One of the major and most interesting themes of urban computing is transportation. Urban computing is mostly used by municipalities in efforts to improve public and private transportation systems in urban areas. The primary sources of data that are used in the transportation field of urban computing are floating car data which refers to sets of data about where cars are located at any given moment. These pieces of data are obtained from individual GPS’s, taxi GPS’s, WIFI signals, loop signals and user input derived from various applications. Urban computing has a wide range of benefits to the transportation sector in the sense that, it helps drivers to choose better driving routes, an aspect that is of paramount importance especially for software application platforms such as Google Maps, trip planning and Waze. Uber which is an on demand taxi-like service where users can request for rides on their smartphones is a good example of the benefits of urban computing on transportation. Basically, by using data derived from active riders and drivers, Uber can implement price discrimination mechanisms based on real-time rider versus driver ratios (Zheng, 2011). This enables the company to make more money than they normally would without price discrimination, moreover, it allows them to regulate the flow of drivers on the street based on low and high working periods. Urban computing can also be applied in efforts to reduce the cost of urban transport. For instance, in London, the cycle hire system somehow increased weekday commutes and heavily increased bike usage in the weekend hence decreasing traffic congestion within the city. Despite the numerous benefits of urban computing, the fact that it is a product of big data mining brings along a substantial level of ethical issues that need to be addressed.

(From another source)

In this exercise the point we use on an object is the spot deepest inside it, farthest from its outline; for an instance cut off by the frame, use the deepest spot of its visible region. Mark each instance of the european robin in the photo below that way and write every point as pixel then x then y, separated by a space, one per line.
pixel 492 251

The fact that urban computing relies on information collected from various people and entities raises a number of concerns revolving around privacy and other ethical issues. So what are these so-called ethics? Generally speaking, a person’s ethical actions can be said to be, actions which are performed within the context of what any demographic society considers right or good. The main area of concern when it comes to data science frameworks like urban computing is the protection of personal data. The concept of protection of personal data which is also known as privacy relates to the possibility of the accessibility and the manipulation of personal information. Urban computing creates the possibility of access of information by a wider network of individuals since by implication, once data is collected and stored in one specific platform; it becomes easier for random individuals to gain access to a person’s private information (Cranshaw, 2012). During the process of handling of private information urban computing professionals are confronted with a number of ethical issues namely:

The issue of specific importance in situations where an urban computing professional comes across personal data that can have direct influence on a person’s life.
The issue of whether or not an urban computing professional may use any of the four categories of private data sets for any other reason rather than for use in formulation of proper transport systems. This also raises a question on whether or not individuals should be notified about the manner in which sets data obtained from them are to be used.
The issue of making decisions on which categories personal data the urban computing professional is entitled to gather.
The issue of confidential treatment of the data obtained from various individuals.
The issue of the right of an individual pertaining the terms of use of the collected data and the distribution of personal data. This ethical issue boils down to the issue of consent of the individual from whom the data was obtained from in terms of the use of personal data.

Summary of clustering analysis using K-means and DBSCAN

Apart from privacy urban computing also raises another major ethical issue in the context that it fosters the concept of automated decision making. The capability to make decisions between alternate possibilities has, for a long time, been considered as the main aspect that separates human beings from machines. Urban computing crosses this threshold therefore introducing numerous ethical considerations that include:

Whether or not the economic and social organizations within an urban area accept and rely on the very complex methodologies of urban computing that most of them probably do not understand.
Whether or not the populace are willing to accept the applications of urban computing which are naturally generated from their past experience hence making the same populace prisoners of their own past and restraining their potential for growth and diversity.
The essential logic of urban computing can be gamed hence creating a loop hole for urban computing practitioners to cheat the system.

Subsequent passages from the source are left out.